“Out Of The Sky” è un album introspettivo, intriso di sonorità grunge tipiche degli anni Novanta, ma, emotivamente e concettualmente, figlio del nostro presente; figlio di giorni infami, nei quali la distanza tra le persone non è sia fisica, che spirituale.
Nel frattempo, le élite politiche mondiali traggono preziosi e straordinari vantaggi nell’amplificare, a dismisura, il clima di perenne emergenza nel quale, ormai, sopravviviamo da circa due anni. La maggioranza degli organismi di informazione, intanto, sembra seguire, pedissequamente, senza più alcuno spirito critico, le decisioni dei vari governi nazionali, avallandole, silenziando ogni dissenso – anche qualora esso fosse costruttivo – e rinunciando al suo fondamentale ruolo di ultimo baluardo della democrazia.
Ogni nostro sogno, ogni nostro programma, ogni nostra passione, ogni nostra prospettiva pare essere stata congelata e noi stessi viviamo in un tempo sospeso; creature infelici e tormentate, tramortite dal consumismo e consumate dall’interno dalla solitudine, confinate nei loro minuscoli appartamenti iper-tecnologici, nei loro piccoli e grandi egoismi, alla disperata ricerca di conforto e di calore umano. Conforto e calore che non riusciranno mai a trovare in quella dimensione surreale, alienante e vorace che è la rete globale, finendo in una spirale di menzogne che alimenterà l’insicurezza, la sfiducia e la rabbia.

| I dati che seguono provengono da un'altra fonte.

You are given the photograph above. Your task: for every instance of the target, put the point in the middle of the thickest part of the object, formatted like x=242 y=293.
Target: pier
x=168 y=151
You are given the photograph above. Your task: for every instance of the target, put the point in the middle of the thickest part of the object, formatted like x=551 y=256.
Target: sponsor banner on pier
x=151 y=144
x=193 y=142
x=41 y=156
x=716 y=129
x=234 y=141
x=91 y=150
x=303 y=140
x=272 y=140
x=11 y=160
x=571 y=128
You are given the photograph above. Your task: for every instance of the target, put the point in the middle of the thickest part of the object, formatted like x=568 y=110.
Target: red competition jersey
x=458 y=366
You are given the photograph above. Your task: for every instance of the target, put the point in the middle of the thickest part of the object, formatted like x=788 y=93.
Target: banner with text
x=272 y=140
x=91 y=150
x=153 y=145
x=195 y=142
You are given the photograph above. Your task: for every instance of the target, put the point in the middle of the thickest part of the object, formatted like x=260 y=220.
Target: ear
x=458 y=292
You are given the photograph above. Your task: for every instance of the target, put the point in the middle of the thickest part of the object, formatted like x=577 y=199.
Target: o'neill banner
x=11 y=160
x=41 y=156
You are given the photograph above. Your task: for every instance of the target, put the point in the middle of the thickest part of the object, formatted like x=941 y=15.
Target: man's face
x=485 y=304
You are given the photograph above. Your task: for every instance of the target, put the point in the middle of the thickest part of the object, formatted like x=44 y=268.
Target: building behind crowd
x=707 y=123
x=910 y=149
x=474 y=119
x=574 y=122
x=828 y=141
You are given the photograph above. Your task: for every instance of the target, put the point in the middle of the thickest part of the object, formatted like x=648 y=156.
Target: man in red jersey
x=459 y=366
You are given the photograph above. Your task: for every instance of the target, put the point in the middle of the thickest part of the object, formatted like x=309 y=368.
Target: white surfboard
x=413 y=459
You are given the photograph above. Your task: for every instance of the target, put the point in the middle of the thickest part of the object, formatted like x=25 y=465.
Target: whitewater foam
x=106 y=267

Sentimenti negativi che vengono, abilmente, concentrati ed incanalati dai media di regime contro nemici inesistenti, nemici che il più delle volte sono esattamente come noi, con le medesime debolezze e le medesime difficoltà; è uno schema ricorrente, ideato per confonderci e per accecarci, in maniera tale da non farci vedere le mani tese, da nasconderci l’amorevole fiducia celata nei meandri oscuri di “High Horse”, nonché la forza di volontà ed il coraggio con i quali “Soul Jar” ci sprona a voltare pagina e sposare stili di vita diversi, nel nome di tutti quei piacevoli ricordi e quei preziosi momenti che custodiamo dentro di noi e che ritroviamo tra le note e le parole di “The Vine”. Immagini che scorrono con ostinata leggerezza, incuranti dei giorni passati, come se si trattasse delle acque del Salt Creek, il fiume del Nebraska che da il nome alla band, ma che rappresenta anche un modo per non dimenticare mai chi siamo, tutto quello che ci ha consentito di essere qui adesso e soprattutto cosa possiamo fare per migliorarci e superare la subdola e virale disperazione di questo nostro presente.